Urbanization is increasing faster in West Africa than any other area in the world, and investment in agriculture there will be significant as people move from rural areas to cities, according to a report at Bloomberg.com.
Ghana and Nigeria are leading investments in agriculture in the region, said Karim Dahou, executive manager at the Organization for Economic Cooperation and Development, in the report. Dahou spoke at the Agriculture Investment Summit in London this week.
Nigeria, which spends $10 billion a year importing wheat, sugar, rice and fish, plans to boost domestic food production by 20 million metric tons by 2015, according to Akinwunmi Adesina, the country’s agriculture minister, the report said.
The world’s largest cocoa-producing region, West Africa has doubled its population every 20 years since 1960 and in cities, the number of people has tripled, Dahou said in the Bloomberg.com report.

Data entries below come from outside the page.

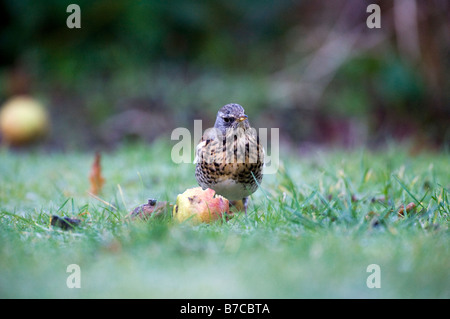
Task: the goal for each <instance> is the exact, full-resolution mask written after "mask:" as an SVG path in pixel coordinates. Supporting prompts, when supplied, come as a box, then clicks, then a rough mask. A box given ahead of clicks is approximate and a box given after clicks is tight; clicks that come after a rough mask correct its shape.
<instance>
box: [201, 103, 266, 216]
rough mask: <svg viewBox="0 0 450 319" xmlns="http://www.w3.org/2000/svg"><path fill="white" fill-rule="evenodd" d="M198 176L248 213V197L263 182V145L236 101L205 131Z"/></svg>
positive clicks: (226, 108)
mask: <svg viewBox="0 0 450 319" xmlns="http://www.w3.org/2000/svg"><path fill="white" fill-rule="evenodd" d="M194 163H196V167H195V177H196V179H197V182H198V184H199V185H200V186H201V187H202V188H203V189H207V188H210V189H213V190H214V191H215V192H216V194H219V195H221V196H223V197H225V198H227V199H228V200H229V201H230V202H231V204H232V205H234V206H235V207H238V204H239V201H241V200H242V206H243V208H244V212H245V215H247V207H248V199H249V196H250V195H251V194H253V193H254V192H255V191H256V190H257V189H258V187H259V185H260V184H261V181H262V178H263V166H264V148H263V146H262V145H261V143H260V141H259V137H258V134H257V132H256V130H255V129H254V128H252V127H251V126H250V123H249V120H248V116H247V115H246V114H245V110H244V108H243V107H242V106H241V105H239V104H237V103H229V104H226V105H224V106H222V107H221V108H220V109H219V111H218V112H217V117H216V122H215V124H214V127H213V128H211V129H208V130H205V132H204V134H203V136H202V138H201V140H200V142H199V144H198V145H197V147H196V151H195V160H194Z"/></svg>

West Africa has enough land to expand and improve yields for both food and cash crops such as cocoa and coffee, Dahou said. The region also has natural resources such as water, conducive to huge agricultural output.
The amount of capital invested per farmer in Africa is “very low,” one sixth of that in Asia and a quarter of that in Latin America, according to the report. That’s the reason why yields for many crops in the region are stagnant, Dahou said.
What West African agriculture needs is intensification, not space, he said.